Chi era Pasolini 12
Personaggio-mito lo dice Berardinelli, che
non ne apprezza la poesia né la prosa. Di umori forti. Iperletterato. Di “Petrolio” la
notte al Prenestino è la notte a Algeri di cui Gide nel “Diario” segna, tra i
“foglietti”, al 15 agosto 1914 – a guerra dunque in corso: “(Da dire dopo la
notte di Algeri, nelle Memorie):
quante volte la gioia amorosa”. È arcaista ai vent’anni, fra “Strapaese” e
Contini (la filologia): lingua, usi, tradizioni, terra. Poi civile alla Pound,
ma senza l’epica – in contemporanea con Allen Ginsberg, coetaneo: una poesia
fatalmente incitatoria. Pittorico mai, che era il suo genio. Come per un rinvio
costante, o un rifiuto. Con la psicosi stessa del rifiuto, lui che era
amatissimo – rifiuto da cui eccettuava i pochi, quelli del Pci, che sinceramente
lo praticavano.
Poeta sempre. Maestro e poeta. Da maestro, diplomato, fon datore e
anima dell’Academita de lenga furlan,. Pe ragazzi, il cugino Nico Naldini,
sedicenne, Tonuti, il grande amore della sua vita prima di Ninetto, quattordicenne.
Col coetaneo Cesare Bortotto. Si dirà Pasolini “uno dei cento poeti incerti”,
benché non di avanguardia, il polemista è elegiaco decadente. Quello che recita
la depressione, con arte per il successo. “Il poeta scrive per il successo”,
come dice il modesto Saba: “Ciò che il poeta canta sono le sue colpe. E le
canta per liberarsene, per confessarsi, per purificarsi. Se il pubblico gli
volta le spalle, le colpe gli ricadono addosso, più tormentose di prima”. È una
regola che sovrasta ogni altra, pena la scomparsa.
Ma
è “più una presenza critica che
l’autore di un’opera poetica” (Berardinelli). Poeta di immagini, al cinema, in
foto (la curava molto), in pittura. Non nella parola. Molti versi
scriveva, sempre di fretta, come appunti per futuri poemi. Scrive, in prosa e
in poesia, come sui giornali. Da giornalista, sempre al punto e ultimativo,
domani è un altro giorno. In immagine invece no: nei dipinti non si saprebbe,
non si mostrano, nei film sì: ha forti visioni, e in parte le trasmette.

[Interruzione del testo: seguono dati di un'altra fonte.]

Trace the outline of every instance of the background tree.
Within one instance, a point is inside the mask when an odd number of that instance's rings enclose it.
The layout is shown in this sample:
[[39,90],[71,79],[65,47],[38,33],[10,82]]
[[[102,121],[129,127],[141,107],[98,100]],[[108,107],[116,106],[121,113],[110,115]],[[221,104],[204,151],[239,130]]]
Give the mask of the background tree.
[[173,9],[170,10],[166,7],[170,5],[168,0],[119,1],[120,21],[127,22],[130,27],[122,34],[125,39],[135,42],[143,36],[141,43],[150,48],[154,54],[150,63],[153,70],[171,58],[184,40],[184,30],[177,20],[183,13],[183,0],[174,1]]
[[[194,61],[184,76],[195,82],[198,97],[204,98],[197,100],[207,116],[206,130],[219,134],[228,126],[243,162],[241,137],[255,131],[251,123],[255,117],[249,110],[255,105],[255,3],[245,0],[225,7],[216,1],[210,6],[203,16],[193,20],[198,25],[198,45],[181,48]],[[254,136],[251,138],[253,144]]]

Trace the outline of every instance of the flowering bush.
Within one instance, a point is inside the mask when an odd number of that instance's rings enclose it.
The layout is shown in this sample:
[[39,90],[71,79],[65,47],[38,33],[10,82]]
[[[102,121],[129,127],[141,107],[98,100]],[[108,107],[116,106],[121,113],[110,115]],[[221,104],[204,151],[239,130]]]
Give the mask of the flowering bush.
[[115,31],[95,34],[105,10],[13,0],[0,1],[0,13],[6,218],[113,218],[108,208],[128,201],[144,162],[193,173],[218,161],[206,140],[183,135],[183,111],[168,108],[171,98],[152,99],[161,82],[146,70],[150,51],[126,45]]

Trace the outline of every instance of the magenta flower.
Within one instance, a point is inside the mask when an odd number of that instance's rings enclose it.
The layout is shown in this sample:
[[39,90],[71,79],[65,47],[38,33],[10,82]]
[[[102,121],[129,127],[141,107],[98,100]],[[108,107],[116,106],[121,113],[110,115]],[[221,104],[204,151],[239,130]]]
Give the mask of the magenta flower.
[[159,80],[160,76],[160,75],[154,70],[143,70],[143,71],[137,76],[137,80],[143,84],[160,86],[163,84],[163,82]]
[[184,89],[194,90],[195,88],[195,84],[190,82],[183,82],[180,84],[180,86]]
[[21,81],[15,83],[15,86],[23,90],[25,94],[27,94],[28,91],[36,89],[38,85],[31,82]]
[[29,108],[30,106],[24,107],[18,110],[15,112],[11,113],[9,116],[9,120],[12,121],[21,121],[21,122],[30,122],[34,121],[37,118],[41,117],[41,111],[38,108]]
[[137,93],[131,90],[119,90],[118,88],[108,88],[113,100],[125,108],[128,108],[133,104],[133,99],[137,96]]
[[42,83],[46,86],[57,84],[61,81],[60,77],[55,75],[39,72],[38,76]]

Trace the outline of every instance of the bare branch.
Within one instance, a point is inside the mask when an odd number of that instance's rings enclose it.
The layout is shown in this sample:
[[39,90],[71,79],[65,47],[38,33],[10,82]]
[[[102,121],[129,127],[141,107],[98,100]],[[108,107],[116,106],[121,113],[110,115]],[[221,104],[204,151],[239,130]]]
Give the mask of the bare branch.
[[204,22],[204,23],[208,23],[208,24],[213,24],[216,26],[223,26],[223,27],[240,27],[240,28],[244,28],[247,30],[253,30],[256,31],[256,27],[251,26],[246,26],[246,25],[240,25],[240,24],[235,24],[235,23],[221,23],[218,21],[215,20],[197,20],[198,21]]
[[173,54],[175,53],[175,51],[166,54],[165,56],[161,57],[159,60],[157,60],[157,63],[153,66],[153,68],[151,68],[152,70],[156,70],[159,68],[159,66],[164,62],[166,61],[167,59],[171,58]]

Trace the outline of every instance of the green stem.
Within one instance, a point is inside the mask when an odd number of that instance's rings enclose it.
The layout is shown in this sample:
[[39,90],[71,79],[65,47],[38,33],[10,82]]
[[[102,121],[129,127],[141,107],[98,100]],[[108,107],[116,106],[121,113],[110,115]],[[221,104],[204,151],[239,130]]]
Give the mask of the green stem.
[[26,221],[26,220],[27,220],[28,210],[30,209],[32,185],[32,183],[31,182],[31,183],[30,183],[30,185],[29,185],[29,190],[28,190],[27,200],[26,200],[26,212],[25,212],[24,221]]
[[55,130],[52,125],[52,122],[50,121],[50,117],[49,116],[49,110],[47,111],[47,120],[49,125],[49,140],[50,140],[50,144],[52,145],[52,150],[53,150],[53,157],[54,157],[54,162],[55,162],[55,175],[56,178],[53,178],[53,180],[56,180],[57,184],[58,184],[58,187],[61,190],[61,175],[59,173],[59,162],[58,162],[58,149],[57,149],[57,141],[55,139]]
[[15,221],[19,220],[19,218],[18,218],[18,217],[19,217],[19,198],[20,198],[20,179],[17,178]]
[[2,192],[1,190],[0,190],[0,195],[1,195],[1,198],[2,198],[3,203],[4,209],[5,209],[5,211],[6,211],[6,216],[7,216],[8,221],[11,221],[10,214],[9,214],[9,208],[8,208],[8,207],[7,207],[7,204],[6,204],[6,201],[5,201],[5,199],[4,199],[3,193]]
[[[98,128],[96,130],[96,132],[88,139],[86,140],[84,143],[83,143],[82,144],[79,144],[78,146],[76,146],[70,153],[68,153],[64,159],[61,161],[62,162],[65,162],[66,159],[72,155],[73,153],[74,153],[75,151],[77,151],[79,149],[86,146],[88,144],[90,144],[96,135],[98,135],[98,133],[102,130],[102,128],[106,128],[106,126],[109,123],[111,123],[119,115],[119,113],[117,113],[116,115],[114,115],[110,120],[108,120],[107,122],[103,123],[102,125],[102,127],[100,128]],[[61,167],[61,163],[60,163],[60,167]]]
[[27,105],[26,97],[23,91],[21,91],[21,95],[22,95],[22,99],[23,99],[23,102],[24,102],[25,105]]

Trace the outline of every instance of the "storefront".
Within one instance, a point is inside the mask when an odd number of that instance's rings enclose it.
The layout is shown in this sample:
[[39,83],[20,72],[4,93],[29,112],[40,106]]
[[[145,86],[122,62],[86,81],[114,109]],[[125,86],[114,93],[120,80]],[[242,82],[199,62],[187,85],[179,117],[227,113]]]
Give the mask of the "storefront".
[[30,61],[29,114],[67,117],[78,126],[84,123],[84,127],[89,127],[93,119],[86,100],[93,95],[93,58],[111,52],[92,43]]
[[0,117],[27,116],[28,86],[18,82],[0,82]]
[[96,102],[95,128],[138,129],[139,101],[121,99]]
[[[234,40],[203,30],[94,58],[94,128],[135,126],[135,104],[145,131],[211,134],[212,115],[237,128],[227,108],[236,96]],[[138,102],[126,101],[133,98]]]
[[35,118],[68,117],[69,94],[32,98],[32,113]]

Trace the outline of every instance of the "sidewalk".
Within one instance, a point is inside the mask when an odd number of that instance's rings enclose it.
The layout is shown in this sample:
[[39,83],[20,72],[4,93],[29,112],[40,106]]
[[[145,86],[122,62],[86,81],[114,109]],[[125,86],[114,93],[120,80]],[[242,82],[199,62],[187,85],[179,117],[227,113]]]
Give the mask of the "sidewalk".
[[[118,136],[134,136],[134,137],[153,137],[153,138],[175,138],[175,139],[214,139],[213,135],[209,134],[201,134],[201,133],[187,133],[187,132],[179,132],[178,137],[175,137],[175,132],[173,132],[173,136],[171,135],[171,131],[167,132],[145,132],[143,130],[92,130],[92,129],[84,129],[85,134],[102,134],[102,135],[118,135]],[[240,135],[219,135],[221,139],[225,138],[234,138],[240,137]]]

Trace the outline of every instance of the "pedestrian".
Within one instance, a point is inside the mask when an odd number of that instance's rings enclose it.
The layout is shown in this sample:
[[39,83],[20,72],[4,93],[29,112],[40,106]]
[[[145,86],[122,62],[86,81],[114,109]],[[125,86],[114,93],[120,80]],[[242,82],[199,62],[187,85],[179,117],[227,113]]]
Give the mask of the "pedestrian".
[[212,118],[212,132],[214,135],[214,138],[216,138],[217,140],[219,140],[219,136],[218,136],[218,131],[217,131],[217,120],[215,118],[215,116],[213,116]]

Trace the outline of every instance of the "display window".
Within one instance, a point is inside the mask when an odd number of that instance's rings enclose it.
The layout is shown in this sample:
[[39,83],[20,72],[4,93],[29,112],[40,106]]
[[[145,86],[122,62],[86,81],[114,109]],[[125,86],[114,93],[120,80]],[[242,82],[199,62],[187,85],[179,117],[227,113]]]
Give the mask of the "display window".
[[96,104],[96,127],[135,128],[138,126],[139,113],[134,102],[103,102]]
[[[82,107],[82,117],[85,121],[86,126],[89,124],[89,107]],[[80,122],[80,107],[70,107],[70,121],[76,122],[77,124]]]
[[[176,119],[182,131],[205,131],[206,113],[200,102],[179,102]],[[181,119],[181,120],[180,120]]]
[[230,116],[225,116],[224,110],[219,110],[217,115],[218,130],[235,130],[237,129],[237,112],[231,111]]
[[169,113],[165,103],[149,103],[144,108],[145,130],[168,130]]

Un giornalista d’immaginazione dunque fervida, s’immagina anche più di quanto
abbia reso, potuto o saputo rendere. Compreso il capitombolo finale, il rutto
contro tutto ciò che avrebbe voluto essere e non gli è stato concesso di essere.
Fin da quando fu cacciato dal partito e ostracizzato per atti impuri, fin da
subito cioè, dai vent’anni. Però sempre da maestro di scuola. Fino alla maledizione-santificazione
della forza bruta, che è bella, dell’uomo animale, di “Salò-Sade” e di
“Petrolio”. In una con la santificazione - editorial-culturale - del
“riflusso”. Per la voglia di essere o fare il maledetto a cui niente e nessuno
lo obbligava, ma à la page. San Sebastiano in estasi sotto i colpi.
Alla
lettura si propone Catone il Vecchio, censore severo della cosa pubblica,
cantore della ruralità, della frugalità, della modestia, mentre era giovane e
giovanile, atletico, e non si privava di nulla, anche se non dava confidenza.

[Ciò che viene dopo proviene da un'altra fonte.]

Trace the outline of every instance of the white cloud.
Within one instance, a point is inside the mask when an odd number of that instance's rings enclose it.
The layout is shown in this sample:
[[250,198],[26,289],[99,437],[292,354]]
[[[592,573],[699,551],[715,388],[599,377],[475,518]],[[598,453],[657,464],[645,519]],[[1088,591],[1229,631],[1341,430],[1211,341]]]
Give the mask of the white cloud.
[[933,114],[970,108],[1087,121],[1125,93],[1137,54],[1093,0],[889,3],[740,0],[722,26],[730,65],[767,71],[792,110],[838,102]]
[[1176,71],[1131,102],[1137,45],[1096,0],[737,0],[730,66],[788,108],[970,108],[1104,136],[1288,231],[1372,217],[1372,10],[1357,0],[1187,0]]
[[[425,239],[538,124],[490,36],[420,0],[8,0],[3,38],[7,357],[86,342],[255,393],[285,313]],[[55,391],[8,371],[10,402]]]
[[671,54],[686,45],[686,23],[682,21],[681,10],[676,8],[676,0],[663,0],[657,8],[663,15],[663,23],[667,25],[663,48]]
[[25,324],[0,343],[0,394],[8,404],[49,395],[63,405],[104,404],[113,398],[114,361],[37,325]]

Critico sociale efficace, e anche acuto, anche se bizzarramente (volutamente,
per fare scandalo?) passatista – magnificatore tra le tante di una realtà contadina
che lo aveva condannato e ostracizzato. Colonna del “Corriere della sera”, non
di un giornale di combattimento o di contestazione.

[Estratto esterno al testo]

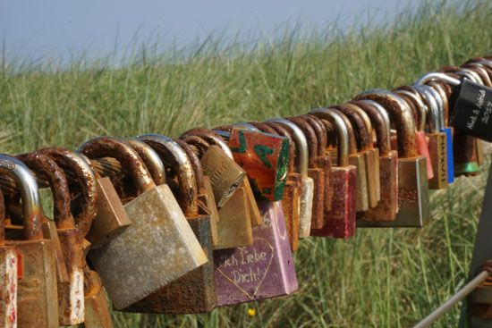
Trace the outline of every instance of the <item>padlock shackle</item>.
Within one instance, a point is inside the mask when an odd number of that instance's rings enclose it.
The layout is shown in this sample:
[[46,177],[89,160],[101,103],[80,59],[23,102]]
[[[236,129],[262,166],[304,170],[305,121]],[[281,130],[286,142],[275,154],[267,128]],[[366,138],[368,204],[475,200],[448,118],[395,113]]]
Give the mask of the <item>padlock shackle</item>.
[[430,132],[439,132],[443,128],[441,126],[441,120],[439,118],[441,109],[439,107],[437,100],[435,97],[436,95],[433,95],[430,91],[430,88],[432,88],[432,87],[422,84],[415,85],[413,86],[413,88],[415,88],[415,91],[419,92],[422,96],[428,108],[428,122],[430,128]]
[[[362,148],[365,149],[374,149],[374,146],[372,144],[372,123],[370,122],[370,119],[361,107],[354,104],[346,103],[344,104],[344,106],[346,106],[351,111],[353,111],[356,113],[357,115],[362,120],[362,122],[364,123],[365,130],[366,130],[366,138],[361,138],[361,143],[362,146]],[[362,130],[361,130],[362,133]]]
[[428,113],[428,108],[426,103],[424,103],[424,101],[422,100],[422,97],[420,97],[420,95],[418,94],[417,90],[415,90],[415,88],[413,88],[412,87],[409,87],[409,88],[411,88],[413,91],[410,91],[406,89],[398,89],[398,90],[394,90],[394,92],[400,96],[403,96],[403,97],[406,96],[411,98],[411,100],[415,103],[417,107],[416,109],[417,111],[419,111],[419,116],[420,116],[419,121],[416,122],[417,130],[423,131],[426,127],[426,120],[427,120],[427,114]]
[[[81,211],[75,215],[75,224],[85,236],[98,214],[98,187],[96,175],[82,156],[63,147],[47,147],[38,152],[53,159],[64,172],[73,172],[81,191]],[[87,157],[86,157],[87,158]]]
[[338,166],[349,165],[349,130],[346,122],[339,113],[329,108],[317,108],[310,112],[310,114],[327,120],[336,130],[336,164]]
[[145,167],[139,154],[130,146],[115,138],[97,137],[86,141],[77,150],[89,159],[98,157],[115,157],[131,176],[135,186],[140,192],[156,187],[150,173]]
[[423,85],[431,80],[440,80],[451,84],[452,86],[459,86],[460,84],[462,84],[462,81],[459,79],[453,78],[446,73],[439,71],[430,71],[428,73],[425,73],[424,75],[420,76],[414,84]]
[[227,143],[224,141],[224,139],[219,135],[217,135],[214,130],[209,129],[200,129],[200,128],[191,129],[182,133],[180,136],[180,139],[184,139],[188,136],[197,136],[203,139],[205,141],[207,141],[210,145],[218,146],[229,158],[233,160],[234,159],[233,156],[233,152],[231,151],[231,149],[229,149]]
[[178,203],[186,217],[194,217],[199,214],[198,188],[195,172],[185,151],[171,138],[157,133],[143,134],[137,137],[150,146],[160,156],[165,166],[176,172],[179,197]]
[[388,112],[397,131],[398,157],[414,158],[418,156],[415,146],[415,122],[411,110],[400,96],[384,89],[364,91],[353,100],[371,99],[381,104]]
[[165,183],[165,169],[159,155],[150,146],[133,138],[123,139],[140,156],[156,185]]
[[369,116],[376,130],[376,142],[380,156],[386,156],[391,151],[391,125],[385,108],[372,100],[355,100],[357,105]]
[[24,238],[27,240],[42,240],[43,210],[34,175],[22,162],[4,155],[0,155],[0,173],[13,179],[21,193]]
[[[308,177],[308,167],[310,163],[310,151],[308,148],[308,140],[306,136],[302,133],[302,130],[299,129],[297,125],[293,123],[287,119],[284,118],[273,118],[267,122],[272,122],[274,123],[279,123],[286,126],[292,130],[293,139],[295,142],[296,150],[296,168],[297,172],[301,173],[303,178]],[[288,129],[288,130],[289,130]]]
[[20,154],[15,156],[36,175],[45,177],[53,195],[54,221],[58,229],[75,228],[70,208],[70,189],[64,171],[50,157],[38,152]]

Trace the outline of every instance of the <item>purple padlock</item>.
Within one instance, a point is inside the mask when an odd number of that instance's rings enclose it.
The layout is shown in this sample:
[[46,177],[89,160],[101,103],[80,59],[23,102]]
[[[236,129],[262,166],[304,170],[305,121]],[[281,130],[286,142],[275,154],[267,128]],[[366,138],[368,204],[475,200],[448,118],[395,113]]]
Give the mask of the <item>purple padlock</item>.
[[297,277],[280,202],[260,200],[263,224],[251,246],[214,251],[217,306],[284,296],[297,290]]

Le celebrazioni nei settimanali culturali e negli speciali giornalistici
sono bizzarramente uguali: un ricordo, di chi l’ha frequentato (ormai solo
Dacia Maraini) o solo incrociato, e due celebrazioni, di film pittorici, e della
musica che montava sui film, da violinista di poco talento da ragazzo, ma
appassionato. E nella prosa un maestro. Nel senso del maestro di scuola, come
voleva e aveva iniziato a professare, poi impedito dal noto scandalo. Da
maestro di scuola e da ricercatore, amante dell’arte dei classici, nonché della
filologia, subito riconosciuto da Contini. Da immoralista morale, con un senso
fortissimo del peccato, unico nella letteratura, non solo del Novecento.